I shrug and look away. Because if I look at him, I will feel everything again. Every single awful thing I felt the night a year ago when I learned he needed a f**king support group.
I’d been playing poker at Kelly’s apartment, our monthly poker night with our mom friends. We were a competitive crew. The regulars were Kelly and Natalie, and another mom friend and Gretchen. We usually assembled at Kelly’s place, a truly spacious two-bedroom on the Upper East Side. Kelly’s husband is a top research analyst at a bank, so they both can pull. He was out that night and their daughter, Sophie, was sound asleep in her Pottery Barn pink-and-green bedroom.
We’d all had a couple glasses of champagne and as these things go, we started talking about sex. Gretchen won a round of Texas Hold ’Em with three nines and must have been feeling pretty good. She simply remarked, “I had sex this morning. Third time in a week I’ve had morning sex.”
As moms, having morning sex, not to mention having it three times in one week, was quite a feat.
“Morning sex is great,” Gretchen said. “We do it before the boys wake up, I’m ready to go because I’ve just spent the last eight hours with Brad Pitt in my dreams, and then it’s over in ten minutes. And the best part is then I get to read in the evenings after we put the kids to bed.”
Then it was Natalie’s turn to boast that she and her husband, Trevor, had pulled off a quickie in a cab two weeks ago. We all hailed to the queen and tossed $1 red chips at her in admiration.
Kelly and I just laughed, neither one of us offering any stories. I wondered what was wrong with me if everyone else was actually ha**ng s*x once, twice, three times a week and in cabs. I decided after I cashed in my forty-five dollars in winnings that I would definitely, come hell or high water, have sex with my husband that night. If I had to pin him down on the bed, tie him up, handcuff him. Because I wanted him. I had always wanted him since that night I laid eyes on him at Matt Murphy’s in Boston. I had never not wanted him.
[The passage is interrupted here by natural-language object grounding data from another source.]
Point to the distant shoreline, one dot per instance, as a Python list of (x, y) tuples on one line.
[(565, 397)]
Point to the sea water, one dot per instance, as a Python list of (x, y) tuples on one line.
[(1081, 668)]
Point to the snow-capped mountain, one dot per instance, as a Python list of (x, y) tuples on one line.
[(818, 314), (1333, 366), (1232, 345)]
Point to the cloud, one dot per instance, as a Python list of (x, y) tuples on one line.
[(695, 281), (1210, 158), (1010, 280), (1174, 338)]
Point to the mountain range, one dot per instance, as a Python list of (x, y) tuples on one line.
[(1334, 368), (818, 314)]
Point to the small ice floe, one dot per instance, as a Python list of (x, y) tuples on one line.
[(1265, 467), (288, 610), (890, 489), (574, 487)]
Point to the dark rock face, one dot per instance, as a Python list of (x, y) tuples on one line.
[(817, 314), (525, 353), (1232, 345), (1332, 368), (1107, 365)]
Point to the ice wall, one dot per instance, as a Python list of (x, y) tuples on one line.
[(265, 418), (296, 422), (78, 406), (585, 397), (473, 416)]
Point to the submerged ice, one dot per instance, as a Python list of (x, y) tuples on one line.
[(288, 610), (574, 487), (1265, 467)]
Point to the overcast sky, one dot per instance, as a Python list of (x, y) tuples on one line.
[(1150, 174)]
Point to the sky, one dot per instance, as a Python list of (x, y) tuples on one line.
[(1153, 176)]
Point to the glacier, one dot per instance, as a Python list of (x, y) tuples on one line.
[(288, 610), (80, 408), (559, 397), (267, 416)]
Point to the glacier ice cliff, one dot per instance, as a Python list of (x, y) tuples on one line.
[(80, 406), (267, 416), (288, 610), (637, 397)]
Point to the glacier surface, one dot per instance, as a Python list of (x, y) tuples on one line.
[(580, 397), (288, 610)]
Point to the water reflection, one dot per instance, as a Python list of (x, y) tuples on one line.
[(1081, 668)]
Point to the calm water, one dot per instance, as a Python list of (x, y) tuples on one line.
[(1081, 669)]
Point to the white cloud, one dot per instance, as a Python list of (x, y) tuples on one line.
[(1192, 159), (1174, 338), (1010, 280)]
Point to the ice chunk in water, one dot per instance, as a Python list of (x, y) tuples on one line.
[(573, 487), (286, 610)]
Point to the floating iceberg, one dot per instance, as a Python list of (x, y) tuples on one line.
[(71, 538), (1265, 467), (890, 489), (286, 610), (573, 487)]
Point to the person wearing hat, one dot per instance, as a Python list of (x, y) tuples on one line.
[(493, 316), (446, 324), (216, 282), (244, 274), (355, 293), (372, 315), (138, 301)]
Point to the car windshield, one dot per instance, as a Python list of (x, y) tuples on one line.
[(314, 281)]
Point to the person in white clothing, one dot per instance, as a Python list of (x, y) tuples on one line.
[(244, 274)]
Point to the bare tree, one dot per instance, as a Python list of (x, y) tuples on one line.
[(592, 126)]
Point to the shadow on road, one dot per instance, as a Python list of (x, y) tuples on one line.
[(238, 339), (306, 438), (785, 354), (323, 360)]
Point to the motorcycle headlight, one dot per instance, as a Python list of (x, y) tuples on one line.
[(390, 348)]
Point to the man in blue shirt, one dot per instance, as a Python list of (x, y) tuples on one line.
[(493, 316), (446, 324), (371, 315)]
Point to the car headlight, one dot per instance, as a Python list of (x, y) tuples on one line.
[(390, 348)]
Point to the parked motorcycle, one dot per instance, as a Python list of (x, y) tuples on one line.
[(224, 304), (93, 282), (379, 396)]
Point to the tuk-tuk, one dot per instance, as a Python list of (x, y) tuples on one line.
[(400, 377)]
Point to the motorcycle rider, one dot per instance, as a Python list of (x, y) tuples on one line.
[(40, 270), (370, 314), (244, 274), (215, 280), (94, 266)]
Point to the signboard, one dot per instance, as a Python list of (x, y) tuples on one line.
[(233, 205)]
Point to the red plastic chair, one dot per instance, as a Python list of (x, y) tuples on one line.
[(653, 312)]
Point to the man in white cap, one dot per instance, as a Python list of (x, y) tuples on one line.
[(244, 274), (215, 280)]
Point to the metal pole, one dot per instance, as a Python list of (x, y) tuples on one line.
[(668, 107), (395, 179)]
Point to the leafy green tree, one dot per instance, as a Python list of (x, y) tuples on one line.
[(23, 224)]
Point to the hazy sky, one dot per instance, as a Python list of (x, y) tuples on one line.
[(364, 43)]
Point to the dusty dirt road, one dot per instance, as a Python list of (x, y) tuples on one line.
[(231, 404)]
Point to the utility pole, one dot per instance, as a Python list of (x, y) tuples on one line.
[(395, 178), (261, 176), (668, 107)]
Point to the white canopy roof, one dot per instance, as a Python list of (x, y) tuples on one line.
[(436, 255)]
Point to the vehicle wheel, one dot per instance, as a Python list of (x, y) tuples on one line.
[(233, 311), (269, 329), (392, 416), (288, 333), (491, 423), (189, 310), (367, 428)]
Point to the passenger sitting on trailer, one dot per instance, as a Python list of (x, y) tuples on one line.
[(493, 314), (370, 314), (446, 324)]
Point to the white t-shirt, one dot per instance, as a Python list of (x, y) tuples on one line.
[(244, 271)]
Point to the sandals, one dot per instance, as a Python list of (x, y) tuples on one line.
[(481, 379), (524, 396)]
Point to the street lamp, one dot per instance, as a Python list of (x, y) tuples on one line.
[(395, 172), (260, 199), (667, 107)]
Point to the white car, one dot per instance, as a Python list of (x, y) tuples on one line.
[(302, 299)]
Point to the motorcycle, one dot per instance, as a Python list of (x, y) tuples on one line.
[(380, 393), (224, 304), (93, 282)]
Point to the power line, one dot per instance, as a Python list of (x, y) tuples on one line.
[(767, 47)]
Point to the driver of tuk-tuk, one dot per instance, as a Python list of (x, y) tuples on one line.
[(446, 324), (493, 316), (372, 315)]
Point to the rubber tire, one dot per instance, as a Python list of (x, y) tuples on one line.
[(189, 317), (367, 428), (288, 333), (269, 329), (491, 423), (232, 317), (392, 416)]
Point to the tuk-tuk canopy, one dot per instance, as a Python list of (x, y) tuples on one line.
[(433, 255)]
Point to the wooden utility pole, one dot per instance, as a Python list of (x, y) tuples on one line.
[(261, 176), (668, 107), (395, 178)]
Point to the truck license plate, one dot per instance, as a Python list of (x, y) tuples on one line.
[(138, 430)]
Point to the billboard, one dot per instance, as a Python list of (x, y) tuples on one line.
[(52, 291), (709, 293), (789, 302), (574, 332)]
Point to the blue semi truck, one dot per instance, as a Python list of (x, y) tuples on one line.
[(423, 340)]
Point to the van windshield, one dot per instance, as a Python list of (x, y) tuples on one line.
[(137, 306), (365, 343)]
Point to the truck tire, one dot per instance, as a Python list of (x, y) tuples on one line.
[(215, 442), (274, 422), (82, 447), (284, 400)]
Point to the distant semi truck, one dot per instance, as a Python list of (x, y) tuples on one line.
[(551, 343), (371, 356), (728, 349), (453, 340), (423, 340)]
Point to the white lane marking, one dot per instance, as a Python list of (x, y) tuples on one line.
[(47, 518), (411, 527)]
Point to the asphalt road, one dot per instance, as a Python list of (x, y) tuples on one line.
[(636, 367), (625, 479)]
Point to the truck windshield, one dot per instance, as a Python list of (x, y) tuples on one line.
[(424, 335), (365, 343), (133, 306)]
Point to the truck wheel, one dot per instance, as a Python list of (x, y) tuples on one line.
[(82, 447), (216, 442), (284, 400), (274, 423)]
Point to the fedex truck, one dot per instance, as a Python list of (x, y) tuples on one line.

I applied lip liner and lipstick in the window of the train home. I fluffed out my hair in the faded glass in the front door of our apartment building. I walked two flights up and unlocked the door to find Aidan wasn’t alone. He was seated on the couch, calmly, with a skinny man, probably in his forties, with thinning hair and a beaky nose.
“This is Calvin,” Aidan said.
I was a little tipsy from the champagne, so I reached a hand out to shake Calvin’s hand. “Well, hello, Calvin, and welcome to our humble home. Were you guys watching the playoffs or something?” I don’t follow sports, but there’s always some sort of championship game on.
“Actually, Jane. Calvin is my sponsor.”
Sponsor? Was my husband a drinker, a drug addict, and I didn’t know? Was he in AA or NA or something else?
Aidan kept talking. “Jane, I told you I’ve been going to night classes in European History at NYU for the last few months. That’s not true.”